Royal Courts of Justice

Strand, London, WC2A 2LL

Kate Olley (instructed by Kingsley Smith Solicitors LLP) for the Appellant

Freddie Humphreys (instructed by the Treasury Solicitor) for the Respondent

The Interested Party did not appear and was not represented

Hearing date: 29 March 2023

Approved Judgment

This judgment was handed down remotely at 4.45pm on 25 May 2023 by circulation to the parties or their representatives by e-mail and by release to the National Archives.

Sir Keith Lindblom, Senior President of Tribunals:

Introduction

1

The basic question in this case is whether an inspector who dismissed an appeal against an enforcement notice alleging the unauthorised construction of a “new building” in place of an existing barn on a site in the Green Belt erred in law in concluding that, when the notice was issued, the local planning authority could properly take enforcement action against that breach of planning control. The relevant legal principles are well established.

2

With permission granted by Coulson L.J., the appellant, Mr Barry Devine, appeals against the order of Fordham J., dated 29 July 2022, dismissing his appeal under section 289 of the Town and Country Planning Act 1990 against the decision of an inspector appointed by the respondent, the Secretary of State for Levelling Up, Housing and Communities, upholding an enforcement notice issued by the interested party, Cheshire West and Chester Council, under section 172 of the 1990 Act. The notice alleged a breach of planning control at Dones View Farm, Northwich Road, Dutton, Northwich. It was served on Mr Devine on 18 March 2019.

3

The breach of planning control alleged was “[without] planning permission the erection of a new building … and the erection of a boundary wall and fence …”. One of the requirements in the notice was the demolition of “the unauthorised building”. Mr Devine appealed on grounds (a), (b) and (d) in section 174(2). The inspector held an inquiry into that appeal over three days in July and October 2021, conducting his site visit on the third day. In his decision letter, dated 23 November 2021, he dismissed the appeal on all three grounds. Permission to appeal to the High Court under section 289 was granted, but only on the ground that the inspector had erred in law in dismissing the appeal under section 174(2)(d). Mr Devine's argument was that the inspector was wrong to conclude that the operations in question were not “substantially completed” more than four years before the enforcement notice was issued, and to conclude that the development therefore did not enjoy immunity from enforcement under section 171B. Fordham J. rejected that argument and dismissed the section 289 appeal.

The main issue in the appeal

4

The single ground of appeal to this court is that “[the] learned judge erred in law in finding that it was open to the planning inspector to find that the repair of a roof already in situ meant that the building was not already substantially completed more than [four] years before the service of the enforcement notice”. In effect, then, the main issue for us to decide is whether the inspector's approach to the ground (d) appeal was unlawful.

Background

5

Dones View Farm is in the North Cheshire Green Belt.
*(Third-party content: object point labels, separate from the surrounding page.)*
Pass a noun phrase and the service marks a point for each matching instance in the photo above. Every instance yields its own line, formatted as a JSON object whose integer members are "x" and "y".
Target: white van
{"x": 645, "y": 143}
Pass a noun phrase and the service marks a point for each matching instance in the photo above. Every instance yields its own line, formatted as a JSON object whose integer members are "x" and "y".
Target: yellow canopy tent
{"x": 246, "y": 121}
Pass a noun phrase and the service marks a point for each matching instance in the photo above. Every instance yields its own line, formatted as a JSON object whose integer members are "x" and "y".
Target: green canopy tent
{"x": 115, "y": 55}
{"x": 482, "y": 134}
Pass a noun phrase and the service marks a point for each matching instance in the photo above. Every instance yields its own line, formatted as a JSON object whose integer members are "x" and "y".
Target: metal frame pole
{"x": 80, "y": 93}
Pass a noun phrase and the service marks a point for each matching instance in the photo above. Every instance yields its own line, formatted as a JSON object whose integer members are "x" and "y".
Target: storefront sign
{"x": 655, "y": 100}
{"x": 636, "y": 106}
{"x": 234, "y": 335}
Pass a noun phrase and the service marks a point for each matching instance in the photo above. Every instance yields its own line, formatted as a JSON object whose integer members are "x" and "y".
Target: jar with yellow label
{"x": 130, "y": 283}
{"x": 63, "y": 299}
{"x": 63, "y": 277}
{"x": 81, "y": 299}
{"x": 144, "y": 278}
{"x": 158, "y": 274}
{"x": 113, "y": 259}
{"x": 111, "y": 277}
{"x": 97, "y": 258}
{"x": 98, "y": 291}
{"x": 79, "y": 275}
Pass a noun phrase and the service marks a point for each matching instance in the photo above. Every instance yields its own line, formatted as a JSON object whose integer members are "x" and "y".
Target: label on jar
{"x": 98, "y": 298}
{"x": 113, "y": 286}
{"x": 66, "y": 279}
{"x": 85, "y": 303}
Mr Devine bought the site in 2000. When the unauthorised works began, there was a barn on it, erected in the late 19 th century. Over the years Mr Devine undertook various building works, without any grant of planning permission. Between 2001 and 2004 he built a new wing, the “East wing”, thus creating a “U”-shaped building. Other work followed. According to Mr Devine, this was the repair and improvement of the building, including the removal of bricks from the inner wall to replace parts of the outer wall, and the erection of blockwork inside. It was work he could do himself, because he was a builder by trade. In his evidence at the inquiry he said the repair of the roof, the replacement of concrete lintels with metal, the levelling of the floor and the moving of openings were all works of repair to the original building, not its reconstruction. The building was still, he said, the barn erected about 125 years ago. In 2018 he made five applications for planning permission, proposing various works of conversion to the building and its change of use to use as a single dwelling.

Section 55 of the 1990 Act

6

Section 55 of the 1990 Act defines “development” as including “the carrying out of building … operations … on … land” (subsection (1)). It provides that “building operations” include the “demolition of buildings”, “rebuilding”, “structural alterations of or additions to buildings”, and “other operations normally undertaken by a person carrying on business as a builder” (subsection (1A)), but that certain operations “shall not be taken … to involve development of the land”, including “the carrying out for the maintenance, improvement or other alteration of any building of works which … (i) affect only the interior of the building, or (ii) do not materially affect the external appearance of the building” (subsection (2)(a)).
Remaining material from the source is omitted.